Before you became a believer, all you had was willpower. But willpower wears out. Now you have something that doesn’t—the Holy Spirit. We need to learn how to tap into his power. In the New Living Translation, Galatians 5:16 says, “Let the Holy Spirit guide your lives. Then you won’t be doing what your sinful nature craves.” When you let the Holy Spirit guide your life, you won’t live by your sinful nature. You’ll still have the same temptations, urges, and compulsions, but you’ll have the power to say no to them.
4. Turn our thoughts to God when we’re afraid.
When we recognize that we have a heavenly Father who is stronger than anything that threatens us, it challenges our fears. Romans 8:15-16 tells us, “So you have not received a spirit that makes you fearful slaves. Instead, you received God’s Spirit when he adopted you as his own children. Now we call him, ‘Abba, Father.’ For his Spirit joins with our spirit to affirm that we are God’s children” (NLT).
Nothing you fear is out of God’s control. Like an earthly parent who loves to comfort fearful children, God is ready and waiting for you to call to him and lean on him whenever fear holds you back. After all, when you’re focused on God, you can’t focus on fear.
5. Focus on the long-term rather than the short-term.
Years ago I read a study that showed how long-term thinking often leads to a more successful life. As a Christian, this is critical. Our long-term thinking isn’t 40 or 50 years down the line. We’re thinking trillions of years ahead. We call it eternity.
The Bible describes long-term thinking like this: “And since we are his children, we are his heirs. In fact, together with Christ we are heirs of God’s glory. But if we are to share his glory, we must also share his suffering. Yet what we suffer now is nothing compared to the glory he will reveal to us later” (Romans 8:17-18 NLT).
The Christian life isn’t easy. Your life in ministry isn’t easy, either. If you focus on today, you’ll get overwhelmed. That’s why the Bible reminds us to think about eternity, where our suffering will pale in comparison to the glory of worshiping Jesus forever.
6. Remind ourselves that God is good and in control.

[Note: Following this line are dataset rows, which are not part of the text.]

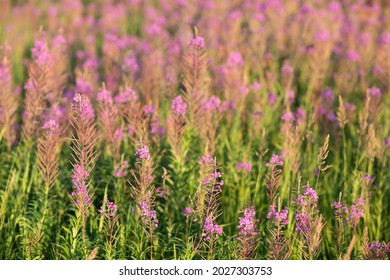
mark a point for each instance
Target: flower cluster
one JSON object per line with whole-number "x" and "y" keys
{"x": 197, "y": 42}
{"x": 279, "y": 217}
{"x": 84, "y": 107}
{"x": 340, "y": 209}
{"x": 356, "y": 212}
{"x": 187, "y": 211}
{"x": 178, "y": 106}
{"x": 244, "y": 166}
{"x": 121, "y": 170}
{"x": 110, "y": 210}
{"x": 214, "y": 179}
{"x": 147, "y": 213}
{"x": 80, "y": 195}
{"x": 303, "y": 224}
{"x": 51, "y": 127}
{"x": 211, "y": 229}
{"x": 378, "y": 251}
{"x": 247, "y": 223}
{"x": 309, "y": 197}
{"x": 143, "y": 153}
{"x": 275, "y": 161}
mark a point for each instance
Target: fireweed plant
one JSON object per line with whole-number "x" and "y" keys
{"x": 195, "y": 129}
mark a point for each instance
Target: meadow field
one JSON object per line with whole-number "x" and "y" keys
{"x": 195, "y": 130}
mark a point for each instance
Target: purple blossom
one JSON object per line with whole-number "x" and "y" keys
{"x": 40, "y": 52}
{"x": 110, "y": 211}
{"x": 302, "y": 223}
{"x": 105, "y": 96}
{"x": 143, "y": 153}
{"x": 356, "y": 212}
{"x": 147, "y": 213}
{"x": 127, "y": 95}
{"x": 178, "y": 106}
{"x": 5, "y": 74}
{"x": 374, "y": 92}
{"x": 244, "y": 90}
{"x": 378, "y": 250}
{"x": 368, "y": 178}
{"x": 311, "y": 194}
{"x": 83, "y": 106}
{"x": 149, "y": 109}
{"x": 275, "y": 160}
{"x": 187, "y": 211}
{"x": 387, "y": 142}
{"x": 211, "y": 229}
{"x": 197, "y": 42}
{"x": 211, "y": 104}
{"x": 287, "y": 69}
{"x": 244, "y": 166}
{"x": 51, "y": 126}
{"x": 272, "y": 97}
{"x": 235, "y": 59}
{"x": 255, "y": 86}
{"x": 121, "y": 170}
{"x": 300, "y": 115}
{"x": 352, "y": 56}
{"x": 279, "y": 217}
{"x": 247, "y": 223}
{"x": 340, "y": 209}
{"x": 80, "y": 194}
{"x": 288, "y": 117}
{"x": 327, "y": 94}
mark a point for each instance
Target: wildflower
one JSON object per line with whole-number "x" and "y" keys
{"x": 272, "y": 97}
{"x": 127, "y": 95}
{"x": 143, "y": 153}
{"x": 275, "y": 160}
{"x": 235, "y": 59}
{"x": 244, "y": 90}
{"x": 212, "y": 103}
{"x": 374, "y": 92}
{"x": 119, "y": 134}
{"x": 287, "y": 69}
{"x": 387, "y": 142}
{"x": 149, "y": 110}
{"x": 187, "y": 211}
{"x": 148, "y": 215}
{"x": 288, "y": 117}
{"x": 327, "y": 94}
{"x": 356, "y": 212}
{"x": 247, "y": 223}
{"x": 340, "y": 209}
{"x": 368, "y": 178}
{"x": 178, "y": 106}
{"x": 352, "y": 56}
{"x": 378, "y": 251}
{"x": 111, "y": 209}
{"x": 302, "y": 223}
{"x": 211, "y": 229}
{"x": 197, "y": 42}
{"x": 279, "y": 217}
{"x": 40, "y": 52}
{"x": 255, "y": 86}
{"x": 244, "y": 165}
{"x": 80, "y": 195}
{"x": 105, "y": 96}
{"x": 121, "y": 170}
{"x": 51, "y": 126}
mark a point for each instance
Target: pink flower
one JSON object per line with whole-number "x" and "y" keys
{"x": 143, "y": 153}
{"x": 244, "y": 165}
{"x": 197, "y": 42}
{"x": 178, "y": 106}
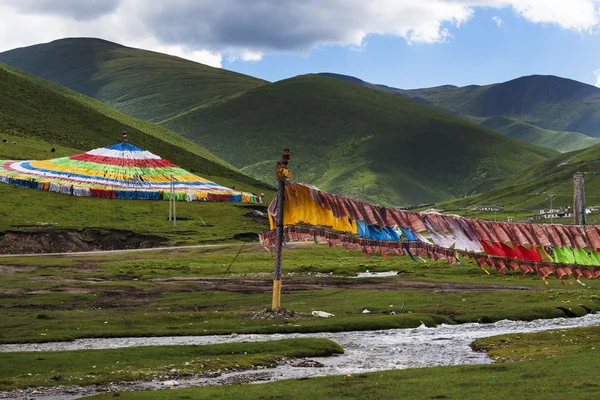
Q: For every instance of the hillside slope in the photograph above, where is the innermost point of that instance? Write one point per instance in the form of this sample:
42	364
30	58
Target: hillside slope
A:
549	111
140	83
530	191
343	136
34	109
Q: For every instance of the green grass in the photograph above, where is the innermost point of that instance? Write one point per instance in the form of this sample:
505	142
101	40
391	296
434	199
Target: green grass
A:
140	83
90	367
25	148
38	116
526	193
548	111
39	110
571	376
557	140
531	346
166	293
47	211
343	136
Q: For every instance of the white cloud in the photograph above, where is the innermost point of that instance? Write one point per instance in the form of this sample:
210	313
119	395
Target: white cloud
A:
207	31
577	15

The pain and suffering around us is part of living in a broken world. Paul describes this brokenness in Romans 8:20: “For creation was condemned to lose its purpose” (GNT). That brokenness, the Bible says, leads to pain in our lives. But Romans 8 also tells us four important truths to remember as we experience pain.
- The Holy Spirit is praying for us (Romans 8:26-27).
- God will use our pain for his good (Romans 8:28).
- God wants us to succeed (Romans 8:31).
- God will give us what we need (Romans 8:31-32).
7. Trust that God will never stop loving us.
Paul realized this, and it anchored his ministry. He writes, “There is nothing in all creation that will ever be able to separate us from the love of God which is ours through Christ Jesus our Lord” (Romans 8:39 GNT). We may lose many things in this life—our loved ones, reputation, money, and so on—but we’ll never lose the love of God. He will never let go of us, no matter how tough life gets. Even if we want to let go of him, he will not let go of us. We can depend upon that truth.
God has given us everything we need to overcome our self-destructive behaviors. Whatever you’re struggling with today, it doesn’t have to devour you. Let God strengthen you through these seven habits.